Up until now, it has been working flawlessly. But on Friday, while burning a data dvd, it started lagging up on me. Even after a restart, things were lagging up while trying to open. Periodically since then, things have been running slower and I've been getting the beach-ball in everything from Safari to Preview to Mail to iPhoto to Photoshop. I'm wondering if there's anything I can reset, clear, or etc, to get this thing out of the funk and back to running smoothly?

Thanks.
 
Perhaps try running the usual set of maintenance routines: Permission repair, cron jobs, etc.
 
The standard response to these questions seems to be "Repair Permissions", so that's my first suggestion.

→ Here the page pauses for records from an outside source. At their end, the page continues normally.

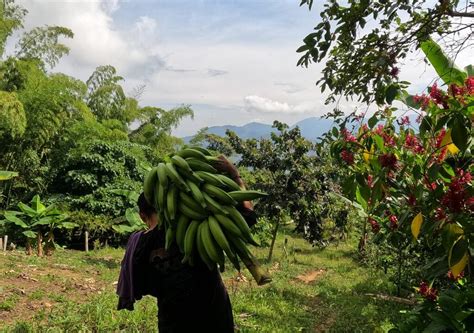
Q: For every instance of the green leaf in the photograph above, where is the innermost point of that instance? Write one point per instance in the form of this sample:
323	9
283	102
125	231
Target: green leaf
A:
29	234
459	134
391	93
360	198
6	175
373	121
443	65
11	217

My second suggestion is that you have a look in Activity Monitor and see if there are any processes that are taking up a lot of CPU% or RAM. It's amazing how much RAM my Widgets took up before I realised I didn't actually need about 25 of them and turned them off :eek:.
 
Feel free to slap me if this is insultingly self-explanatory but you know that OSX isn't like Windows in that clicking on the red button wont quit the app but rather just close the window. Sorry if that's just plain rude. :eek:

Otherwise, as everyone else says, see what Activity Monitor says.
 
Ah yeah, quite familiar with that aspect of the red dots. Very fond of it, actually.

Activity monitor is showing 27% user CPU, 73% system CPU.

Currently, everything's acting as it should. Just been strange in the most recent few days. I dunno... picture having 256 megs of ram and all of your apps open, then trying to do something in one of them. That's what the experience has been like.
 
Sorry, you mentioned a restart anyway which would have quit all the apps.

You're RAM is being recognised, right? This is really weird if Activity Monitor thinks things are cool. :confused:
 
Okay, Finder is bouncing between 70 and 80 in the % CPU column. That doesn't even look right. How do I go about reducing this?
 
FrankieTDouglas said:
Okay, Finder is bouncing between 70 and 80 in the % CPU column. That doesn't even look right. How do I go about reducing this?

My Finder process sits on 0.00%. So obviously something's up. Unfortunately I have no idea what :(
 
Friday I attempted to network my computer with someone else's via ethernet. Her computer had problems showing up, so we disbanded that idea and I began the dvd burning.

It seems like a good answer, minus the fact that I have since restarted the computer a few times.
 
FrankieTDouglas said:
Friday I attempted to network my computer with someone else's via ethernet. Her computer had problems showing up, so we disbanded that idea and I began the dvd burning.

It seems like a good answer, minus the fact that I have since restarted the computer a few times.

This was almost certainly the problem. Even on a restart the Finder often seems to try and re-connect to servers it was connected to. If it cannot find them it tends to max the CPU for ages. I've not seen this under Tiger (yet) but used to see it in Panther. Perhaps it's time for an upgrade :)
 
gekko513 said:
Maybe it was Spotlight indexing your files?

You are right gekko513, i was having the same problems but under Tiger 10.4.2
I tried everything until i went looking for something in Spotlight,
it said it is indexing my computer ...thus the slowdown I guess!
I installed the 3 CS2 trials and I guess that it has to index them,
I have about 20 Gigs on my G5, how long would this take?